The attack happened in the Amariya district in the west of Baghdad - a mainly Sunni area.

Earlier on Monday, a series of explosions in Baghdad killed at least 10 people and injured more than 40.

Two of the bombs struck the run-down Shia area of Sadr City in what appear to be reprisals for the attacks on Sunnis on Sunday.

Map showing Sadr City in northeast Baghdad

A third bomb exploded in central Baghdad on Monday but no casualty figures are yet available.

There has been an upsurge in sectarian violence in Iraq in recent months, raising fears of a civil war.

In the first attack, car bomb exploded at a car repair shop, police said.

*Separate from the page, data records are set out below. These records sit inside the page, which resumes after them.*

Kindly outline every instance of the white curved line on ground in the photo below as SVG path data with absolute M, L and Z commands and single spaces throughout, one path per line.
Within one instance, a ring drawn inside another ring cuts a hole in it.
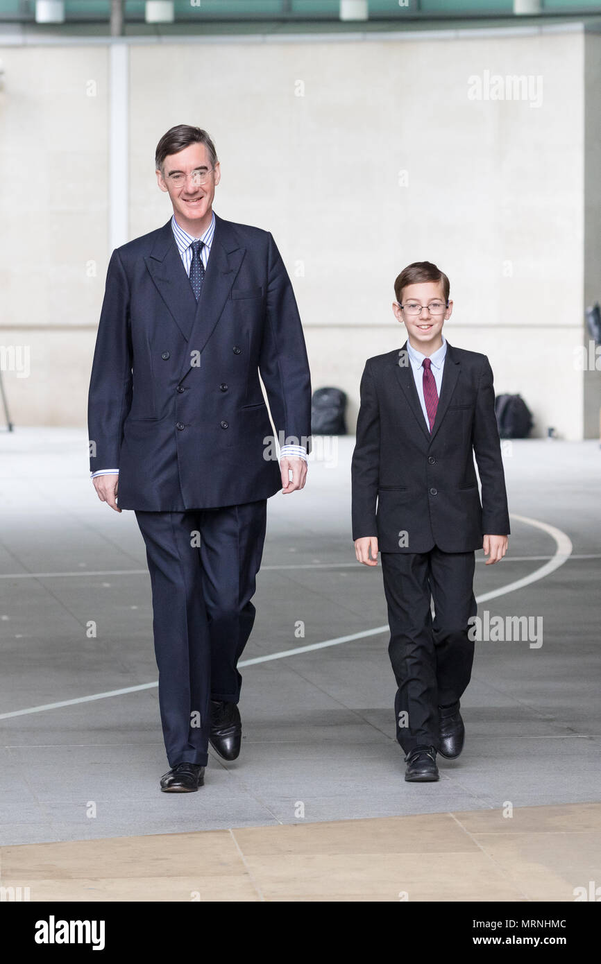
M 516 516 L 513 513 L 510 516 L 511 519 L 517 520 L 517 522 L 524 522 L 526 525 L 533 525 L 534 528 L 540 529 L 542 532 L 546 532 L 550 535 L 552 539 L 555 540 L 556 551 L 555 554 L 545 563 L 544 566 L 540 566 L 535 569 L 533 573 L 529 576 L 525 576 L 521 579 L 516 579 L 515 582 L 509 582 L 506 586 L 500 586 L 499 589 L 492 589 L 488 593 L 483 593 L 481 596 L 477 596 L 478 602 L 486 602 L 488 600 L 496 599 L 498 596 L 505 596 L 507 593 L 515 592 L 516 589 L 523 589 L 524 586 L 531 585 L 533 582 L 537 582 L 539 579 L 544 579 L 546 576 L 550 576 L 554 573 L 556 569 L 562 566 L 566 562 L 570 555 L 572 554 L 572 543 L 569 538 L 562 532 L 561 529 L 556 528 L 555 525 L 549 525 L 548 522 L 541 522 L 537 519 L 530 519 L 528 516 Z M 383 632 L 388 632 L 388 624 L 385 626 L 376 626 L 373 629 L 363 629 L 361 632 L 351 632 L 346 636 L 336 636 L 335 639 L 325 639 L 322 643 L 310 643 L 308 646 L 298 646 L 293 650 L 283 650 L 281 653 L 270 653 L 268 656 L 256 656 L 254 659 L 243 659 L 238 665 L 239 666 L 256 666 L 262 662 L 271 662 L 273 659 L 284 659 L 287 656 L 298 656 L 300 653 L 312 653 L 314 650 L 323 650 L 330 646 L 340 646 L 341 643 L 350 643 L 355 639 L 367 639 L 369 636 L 379 636 Z M 12 716 L 25 716 L 28 713 L 41 713 L 46 710 L 59 710 L 61 707 L 72 707 L 78 703 L 91 703 L 93 700 L 104 700 L 109 696 L 123 696 L 125 693 L 138 693 L 143 689 L 153 689 L 158 686 L 158 682 L 154 683 L 144 683 L 138 686 L 125 686 L 123 689 L 111 689 L 106 693 L 93 693 L 90 696 L 78 696 L 74 700 L 62 700 L 60 703 L 46 703 L 41 707 L 30 707 L 28 710 L 14 710 L 9 713 L 0 713 L 0 719 L 9 719 Z

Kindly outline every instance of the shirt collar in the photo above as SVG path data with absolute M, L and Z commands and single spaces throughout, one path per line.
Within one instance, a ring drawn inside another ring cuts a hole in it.
M 174 232 L 176 244 L 178 245 L 180 254 L 183 254 L 184 251 L 190 247 L 193 241 L 203 241 L 206 248 L 208 248 L 210 254 L 210 246 L 213 240 L 213 234 L 215 233 L 215 212 L 212 211 L 210 225 L 200 238 L 195 238 L 192 234 L 188 234 L 187 231 L 184 231 L 181 225 L 178 225 L 176 221 L 175 214 L 172 215 L 171 218 L 171 228 Z
M 447 354 L 447 339 L 445 335 L 441 335 L 443 343 L 440 348 L 437 348 L 433 355 L 430 355 L 430 362 L 434 368 L 440 368 L 443 362 L 445 361 L 445 356 Z M 423 362 L 423 359 L 427 358 L 427 355 L 422 355 L 422 352 L 418 352 L 409 338 L 407 338 L 407 354 L 409 355 L 409 360 L 414 368 L 421 368 Z

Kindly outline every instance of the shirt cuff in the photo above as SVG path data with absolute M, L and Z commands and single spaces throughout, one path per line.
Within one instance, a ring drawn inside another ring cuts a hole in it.
M 309 465 L 309 459 L 307 458 L 307 449 L 304 445 L 282 445 L 280 449 L 281 459 L 304 459 L 307 465 Z

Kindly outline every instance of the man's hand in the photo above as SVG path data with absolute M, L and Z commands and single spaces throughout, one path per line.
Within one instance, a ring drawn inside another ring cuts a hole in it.
M 111 509 L 115 509 L 115 512 L 123 511 L 117 504 L 119 475 L 96 475 L 92 481 L 101 502 L 107 502 Z
M 369 549 L 371 549 L 371 558 L 369 558 Z M 377 566 L 378 541 L 376 536 L 364 536 L 362 539 L 355 539 L 355 555 L 357 562 L 363 562 L 364 566 Z
M 282 491 L 285 495 L 295 489 L 303 489 L 307 478 L 307 463 L 304 459 L 290 459 L 287 456 L 280 461 L 282 469 Z M 292 478 L 288 478 L 288 469 L 291 469 Z
M 503 559 L 507 551 L 508 545 L 506 536 L 484 536 L 484 543 L 482 545 L 484 555 L 490 554 L 490 559 L 486 560 L 486 565 L 490 566 L 491 563 L 499 562 L 500 559 Z

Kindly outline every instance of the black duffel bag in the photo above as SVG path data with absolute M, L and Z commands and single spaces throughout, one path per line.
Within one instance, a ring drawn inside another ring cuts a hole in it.
M 521 395 L 497 395 L 495 415 L 502 439 L 527 439 L 530 435 L 533 416 Z
M 346 395 L 341 388 L 317 388 L 311 400 L 312 435 L 346 435 Z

A second explosion came within minutes.

Trail of violence

Some reports said a suicide bomber drove into a crowd gathered near the site of the first explosion, others said a mortar attack caused the second blast.

In other incidents:

  • Police found five unidentified bodies in Suwayra, 40 km (25 miles) south of Baghdad.

  • At least three people were killed and seven wounded when a suicide bomber blew up a truck outside the offices of the Kurdish party of President Jalal Talabani in the northern city of Kirkuk, police said.
  • A policeman was killed and four people were wounded by a roadside bomb near the city of Hilla, police said.

  • A member of the provincial council in Diyala province, Adnan Iskandar al-Mahdawi, was killed in a drive-by shooting.

  • A roadside bomb in the centre of Baghdad injured five policemen.

Sunnis separated

Our correspondent says Monday's blasts appear to be reprisals for Sunday's bloodshed when Shia gunmen roamed the Sunni neighbourhood of Jihad in the west of Baghdad, dragging Sunnis from their cars and shooting them.

Young man injured in shootings in the Jihad area of Baghdad, Sunday
Women and children were among the casualties of the Jihad attack
Many were shot execution-style in the street.

Police maintain that more than 40 died, disputing a claim by a senior government official, Haidar Majid, that only nine people were killed.

Hours after the shootings, a double car bomb attack near a Shia mosque in Baghdad's northern Kasra district killed about 20 people and wounded dozens of others.

Appeal for calm

On Monday a curfew was imposed in the Sunni neighbourhood of Dora for fear of further attacks.

Sectarian violence has plagued parts of Iraq for several months. There are many accounts of Shia families living in Sunni neighbourhoods receiving death threats and being forced from their homes, and of Sunnis being forced from Shia neighbourhoods.

Radical Shia cleric Moqtada Sadr appealed for calm following Sunday's shootings.

His Mehdi Army militia, which has a strong presence in Sadr City, was accused of involvement in the attacks, but his office denied any responsibility.

Presidential security adviser Wafiq al-Samaraie told al-Jazeera television that the country was "at the gates of civil war" unless "exceptional measures" were taken.

The wave of violence comes two weeks after Prime Minister Nouri Maliki launched a national reconciliation plan to end the bloodshed between Sunni and Shia in the country.